I hope my ode to the annotated code inspired and/or reassured you; that is, I inspired you to give it a second look or reassured you that it still holds relevance in a world of ever-evolving research technologies.9


The views expressed in “Libraries & Legal Research,” as well as other expressions of opinions published in the Bar Journal from time to time, do not necessarily state or reflect the official position of the State Bar of Michigan, nor does their publication constitute an endorsement of the views expressed. They are the opinions of the authors and are intended not to end discussion, but to stimulate thought about significant issues affecting the legal profession, the making of laws, and the adjudication of disputes.


ENDNOTES

1. Olson, Metzmeier, & Whiteman, Legal Research in a Nutshell (West Academic Publishing: 15th ed, 2024), p 87.

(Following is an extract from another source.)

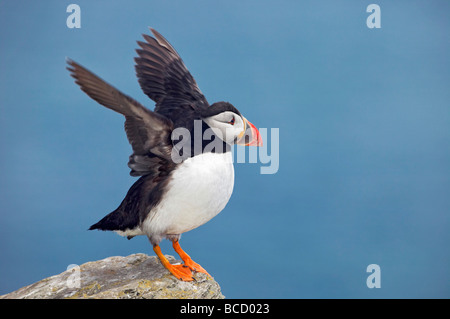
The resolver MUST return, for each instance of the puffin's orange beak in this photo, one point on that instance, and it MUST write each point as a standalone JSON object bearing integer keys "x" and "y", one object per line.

2. Berring & Edinger, Finding the Law (West Group: 11th ed, 1999), p 138.

3. For the purposes of this article, “the editors” refers to the editors at Thomson West Publishing and LexisNexis, who are the leading publishers of annotated codes at the federal and state levels.

4. As a reminder, federal annotated codes include: the United States Code Annotated (published by Thomson West) and the United States Code Service (published by LexisNexis), and Michigan annotated codes include: the Michigan Compiled Laws Annotated (published by Thomson West) and the Michigan Compiled Laws Service (published by LexisNexis).

5. These observations are my own, based on professional experience rather than empirical study.

6. Perhaps the solution for me as a research instructor is emphasizing that the annotated code is the primary law and the annotations are just added enhancements.

7. See Berring, supra n 2 at 135, and Olson, Kirschenfeld, & Mattson, Principles of Legal Research (West Academic Publishing: 3rd ed, 2020).

8. Nam Nguyen, Hallucinations in RAG Systems: When Almost Is Not Quite Enough (ft. a Walk in the Library), Legaltechnologyhub.com https://www.legaltechnologyhub.com/ contents/hallucination-in-rag-systems-when-almost-is-not-quite-enough-ft-a-walk-in-the-library/?utm_medium=email&_hsenc=p2ANqtz-9kEL6yQS7WseaCXnXKTEMQOomw Wr6iAJjr9Wl7E3JUqPCTT14LLiyCmlZhfa8B_MG7Ayz2PBnyintwygtHyFmmYOBHxg&_ hsmi=356205773&utm_content=356205773&utm_source=hs_email (published April 10, 2025) (accessed May 7, 2025).

9. Special thanks to Daryl Thompson for providing astute feedback and editing suggestions.